One part of the strategy gradually strips away the human character of people who stand between the dictator and total control of the country. By stripping away human characteristics, dictators dehumanize their adversaries.
When they dehumanize the people they oppose, they begin the process of objectification, that is, turning people into objects. Once they paint a group of people as objects, they can do virtually anything they want to the group because objects have no moral standing.
Unfortunately, many of us also engage in a similar practice when we find ourselves involved in an interpersonal conflict. We may not resort to murder or physical violence as a result of our objectification of others, but still, we use the process to justify our actions and reactions. The process often begins with the use of broad, categorical labels to define people. The labels might even apply in a general, statistical sense to a large population of people. However, when applied to small groups, or even worse to individuals, the labels lose all connection to reality and they become the tools that allow us to justify our own bad behaviors towards others.
You have probably seen or experienced the objectification process yourself. Sometimes it comes from blatant prejudice or ignorance. More often though, it enters our thinking by accident because we are tired, hungry, frustrated or otherwise stressed. The process of objectification usually begins with labeling a person. Labeling can take many forms, and it often comes in the form of a “those people” statement. Here are just a few examples:
- “The problem with our government is those Democrats!” (You could substitute Republicans, Independents, or Libertarians in this statement)
- “Those Marketing people just don’t understand what we have to do to meet this deadline!” (You could substitute Sales, Production, or Research for Marketing in this statement.”
- “We could really make some progress in this organization, if those older people wouldn’t keep dragging their feet.”
- “The reason we have so much conflict around here is that those younger people want to change everything.”
In and of themselves, those comments can seem almost innocuous. Just statements of exasperation or frustration. They can also reveal our underlying view of other people as objects rather than as people. Once we view others as objects, we can justify or rationalize a whole host of behaviors that intensify or aggravate conflict rather than resolve it. For example, when we view others as objects we can justify:
- Avoiding them
- Attacking their character
- Gossiping about them
- Seeking revenge or retribution
To ward off the unconscious objectification of others, monitor how you refer to people for signs that you might be slipping into this thought process. If you find yourself referring to people with some form of “those people” statement, look for a way to rephrase the statement so that you consciously acknowledge the other person’s humanity.

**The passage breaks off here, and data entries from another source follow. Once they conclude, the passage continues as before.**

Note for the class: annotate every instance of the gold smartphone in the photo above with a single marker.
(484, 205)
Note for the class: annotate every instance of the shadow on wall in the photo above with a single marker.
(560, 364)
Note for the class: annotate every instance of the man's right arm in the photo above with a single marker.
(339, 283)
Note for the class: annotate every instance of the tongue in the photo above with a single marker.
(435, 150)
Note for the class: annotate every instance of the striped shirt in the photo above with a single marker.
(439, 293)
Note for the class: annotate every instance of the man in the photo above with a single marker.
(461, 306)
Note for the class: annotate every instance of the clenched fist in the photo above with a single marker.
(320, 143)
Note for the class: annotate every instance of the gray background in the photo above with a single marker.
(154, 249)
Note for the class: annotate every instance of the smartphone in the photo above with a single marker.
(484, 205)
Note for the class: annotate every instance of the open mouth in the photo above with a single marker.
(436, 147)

Here are some alternative ways to phrase the example statements above. These statements are just suggestions. I do not propose that they are the only, or even the best, way to rephrase the examples. Within the scope of this article, we have not even begun to address the issue of the context in which the statements are made. So, the specifics of the rephrasing could change significantly depending on the situation. I only offer these suggestions as a way to stimulate your creativity about different and better ways to communicate the issues hidden in the “objectifying” versions that many of us default to when the pressure hits.
- “The problem with our government is the breakdown in respect and communication between people who hold different perspectives.”

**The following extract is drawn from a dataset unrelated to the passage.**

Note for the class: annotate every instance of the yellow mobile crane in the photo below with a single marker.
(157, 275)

- “We’ve got a communication disconnect between us and the people in the Marketing department.”
- “We could really make some progress in this organization, if we could find a way to communicate our vision of the future more clearly.”
- “The reason we have so much conflict around here is that we have not listened to and carefully considered the concerns of everyone in the organization.”
Bottom line: Rather than slap a label on someone to justify your refusal to understand where the person is coming from, try some open, honest communication.